Middle line of the triangle

Properties

the midline of a triangle is parallel to the base and equal to half of it.
at the intersection of all three middle lines, 4 equal triangles are formed, similar (even homothetic) to the original one with a coefficient of 1/2.
the middle line cuts off a triangle that is similar to the given one, and its area is equal to one fourth of the area of the original triangle.
The three middle lines of the triangle divide it into 4 equal (identical) triangles similar to the original triangle. All 4 such identical triangles are called medial triangles. The central one of these 4 identical triangles is called the complementary triangle.

signs

if the segment is parallel to one of the sides of the triangle and connects the midpoint of one side of the triangle with a point lying on the other side of the triangle, then this is the midline.

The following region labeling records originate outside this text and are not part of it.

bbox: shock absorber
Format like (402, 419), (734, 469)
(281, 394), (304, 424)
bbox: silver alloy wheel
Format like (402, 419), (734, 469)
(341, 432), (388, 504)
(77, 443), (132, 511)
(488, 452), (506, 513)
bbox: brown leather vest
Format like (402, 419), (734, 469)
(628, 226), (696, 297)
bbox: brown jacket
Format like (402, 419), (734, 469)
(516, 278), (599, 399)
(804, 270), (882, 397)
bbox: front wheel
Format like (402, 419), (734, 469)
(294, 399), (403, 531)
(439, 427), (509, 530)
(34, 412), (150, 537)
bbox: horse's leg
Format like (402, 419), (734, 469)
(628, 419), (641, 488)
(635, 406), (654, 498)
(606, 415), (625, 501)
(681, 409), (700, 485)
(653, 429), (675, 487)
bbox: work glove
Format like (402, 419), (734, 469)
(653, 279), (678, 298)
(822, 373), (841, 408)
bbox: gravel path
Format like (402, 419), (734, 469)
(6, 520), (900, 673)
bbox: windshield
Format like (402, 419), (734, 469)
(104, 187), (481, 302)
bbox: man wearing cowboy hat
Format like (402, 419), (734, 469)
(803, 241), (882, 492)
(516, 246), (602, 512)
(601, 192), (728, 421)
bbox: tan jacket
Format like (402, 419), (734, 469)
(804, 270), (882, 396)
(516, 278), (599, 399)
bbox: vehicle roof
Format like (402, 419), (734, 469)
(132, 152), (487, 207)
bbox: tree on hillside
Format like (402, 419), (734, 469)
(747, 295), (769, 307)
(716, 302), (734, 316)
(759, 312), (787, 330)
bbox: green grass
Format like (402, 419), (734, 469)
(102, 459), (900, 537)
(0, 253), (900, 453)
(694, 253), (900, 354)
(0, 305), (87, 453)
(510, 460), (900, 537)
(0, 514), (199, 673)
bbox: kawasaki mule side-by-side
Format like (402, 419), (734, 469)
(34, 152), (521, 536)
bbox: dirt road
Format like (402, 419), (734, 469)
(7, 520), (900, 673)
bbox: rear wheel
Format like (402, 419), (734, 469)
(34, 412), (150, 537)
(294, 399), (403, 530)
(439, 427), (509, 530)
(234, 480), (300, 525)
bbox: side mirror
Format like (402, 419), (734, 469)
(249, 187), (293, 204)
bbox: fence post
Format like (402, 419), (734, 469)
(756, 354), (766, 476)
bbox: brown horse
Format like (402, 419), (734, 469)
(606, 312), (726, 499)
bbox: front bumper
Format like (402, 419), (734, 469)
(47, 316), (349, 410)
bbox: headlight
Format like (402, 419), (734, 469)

Middle line of the quadrilateral

Middle line of the quadrilateral A line segment that joins the midpoints of opposite sides of a quadrilateral.

Properties

The first line connects 2 opposite sides. The second connects 2 other opposite sides. The third one connects the centers of the two diagonals (not in all quadrilaterals the diagonals are bisected by the intersection point).

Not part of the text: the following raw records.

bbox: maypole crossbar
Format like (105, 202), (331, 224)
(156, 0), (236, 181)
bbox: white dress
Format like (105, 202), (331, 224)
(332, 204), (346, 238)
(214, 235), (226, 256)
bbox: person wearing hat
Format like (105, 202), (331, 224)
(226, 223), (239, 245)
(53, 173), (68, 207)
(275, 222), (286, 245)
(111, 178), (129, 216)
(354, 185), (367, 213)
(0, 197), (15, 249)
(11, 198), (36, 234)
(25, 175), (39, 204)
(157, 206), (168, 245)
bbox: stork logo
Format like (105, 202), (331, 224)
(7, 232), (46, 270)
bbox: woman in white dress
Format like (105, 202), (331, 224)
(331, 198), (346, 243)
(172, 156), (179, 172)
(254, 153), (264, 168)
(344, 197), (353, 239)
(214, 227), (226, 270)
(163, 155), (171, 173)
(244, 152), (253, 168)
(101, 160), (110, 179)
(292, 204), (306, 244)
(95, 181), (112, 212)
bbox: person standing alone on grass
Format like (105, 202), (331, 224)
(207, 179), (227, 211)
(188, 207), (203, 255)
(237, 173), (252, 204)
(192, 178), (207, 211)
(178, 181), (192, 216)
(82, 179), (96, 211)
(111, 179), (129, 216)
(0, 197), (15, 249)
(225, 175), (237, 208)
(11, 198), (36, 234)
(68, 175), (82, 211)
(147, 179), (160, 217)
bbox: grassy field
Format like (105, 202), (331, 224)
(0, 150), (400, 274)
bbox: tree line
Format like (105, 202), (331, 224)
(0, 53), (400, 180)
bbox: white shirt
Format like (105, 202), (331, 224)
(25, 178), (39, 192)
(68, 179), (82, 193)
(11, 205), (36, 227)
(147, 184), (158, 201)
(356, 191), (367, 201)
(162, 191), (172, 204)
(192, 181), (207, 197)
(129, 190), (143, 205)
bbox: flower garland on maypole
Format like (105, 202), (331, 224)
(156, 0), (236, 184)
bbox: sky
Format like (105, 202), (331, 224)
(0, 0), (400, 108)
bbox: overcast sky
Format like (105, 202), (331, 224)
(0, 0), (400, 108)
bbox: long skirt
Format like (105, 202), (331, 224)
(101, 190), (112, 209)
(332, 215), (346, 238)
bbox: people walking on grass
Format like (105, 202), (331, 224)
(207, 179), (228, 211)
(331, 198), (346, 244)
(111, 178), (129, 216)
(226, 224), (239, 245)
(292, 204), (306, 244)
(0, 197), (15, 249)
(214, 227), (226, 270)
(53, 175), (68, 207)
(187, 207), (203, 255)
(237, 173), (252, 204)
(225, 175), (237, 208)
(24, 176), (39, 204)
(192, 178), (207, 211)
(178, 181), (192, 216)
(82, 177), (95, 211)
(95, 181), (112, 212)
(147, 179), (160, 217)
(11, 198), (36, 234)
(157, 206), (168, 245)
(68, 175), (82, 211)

If in a convex quadrilateral the midline forms equal angles with the diagonals of the quadrilateral, then the diagonals are equal.
The length of the midline of a quadrilateral is less than or equal to half the sum of the other two sides if these sides are parallel, and only in this case.
The midpoints of the sides of an arbitrary quadrilateral are the vertices of a parallelogram. Its area is equal to half the area of the quadrilateral, and its center lies at the point of intersection of the median lines. This parallelogram is called the Varignon parallelogram;
The last point means the following: In a convex quadrilateral, four middle lines of the second kind. Middle lines of the second kind- four segments inside the quadrilateral passing through its midpoints adjacent parties parallel to the diagonals. Four middle lines of the second kind convex quadrilateral cut it into four triangles and one central quadrilateral. This central quadrilateral is a parallelogram of Varignon.
The point of intersection of the midlines of the quadrilateral is their common midpoint and bisects the segment connecting the midpoints of the diagonals. In addition, she is

In this article, we will try to reflect the properties of the trapezoid as fully as possible. In particular, we will talk about the general signs and properties of a trapezoid, as well as about the properties of an inscribed trapezoid and about a circle inscribed in a trapezoid. We will also touch on the properties of an isosceles and rectangular trapezoid.

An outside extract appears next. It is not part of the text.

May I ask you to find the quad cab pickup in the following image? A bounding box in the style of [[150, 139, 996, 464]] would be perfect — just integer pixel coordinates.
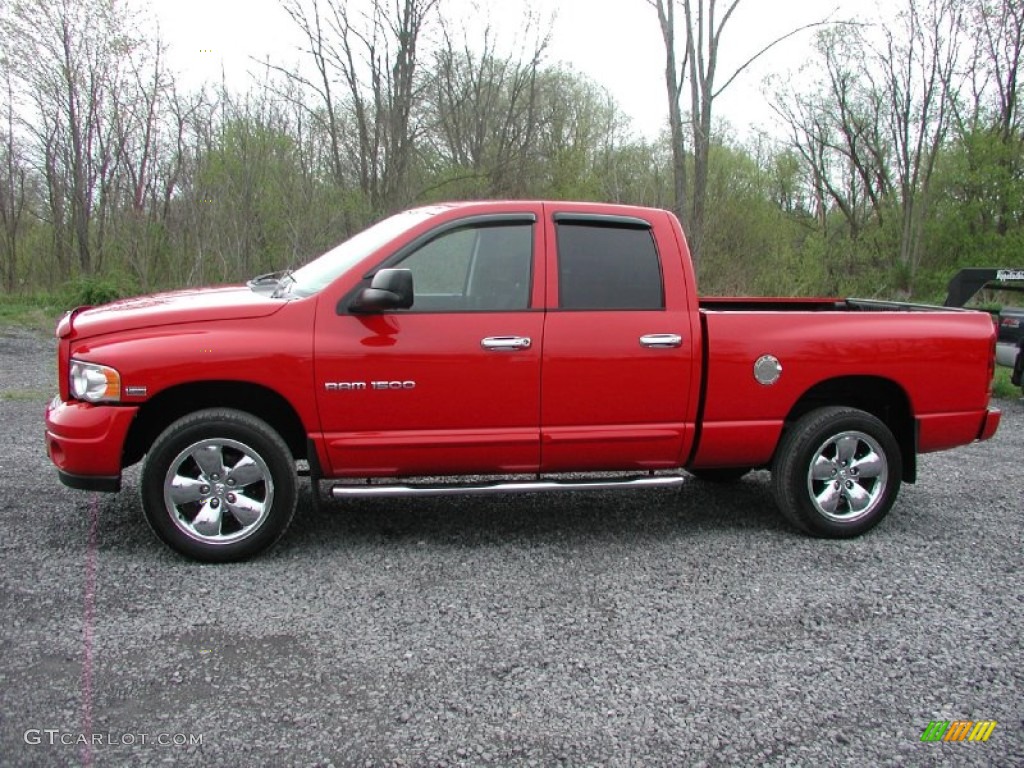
[[46, 202, 999, 561]]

An example of solving a problem using the considered properties will help you sort things out in your head and better remember the material.

Trapeze and all-all-all

To begin with, let's briefly recall what a trapezoid is and what other concepts are associated with it.

So, a trapezoid is a quadrilateral figure, two of the sides of which are parallel to each other (these are the bases). And two are not parallel - these are the sides.

In a trapezoid, the height can be omitted - perpendicular to the bases. The middle line and diagonals are drawn. And also from any angle of the trapezoid it is possible to draw a bisector.

About the various properties associated with all these elements and their combinations, we will now talk.

Properties of the diagonals of a trapezoid

To make it clearer, while reading, sketch out the ACME trapezoid on a piece of paper and draw diagonals in it.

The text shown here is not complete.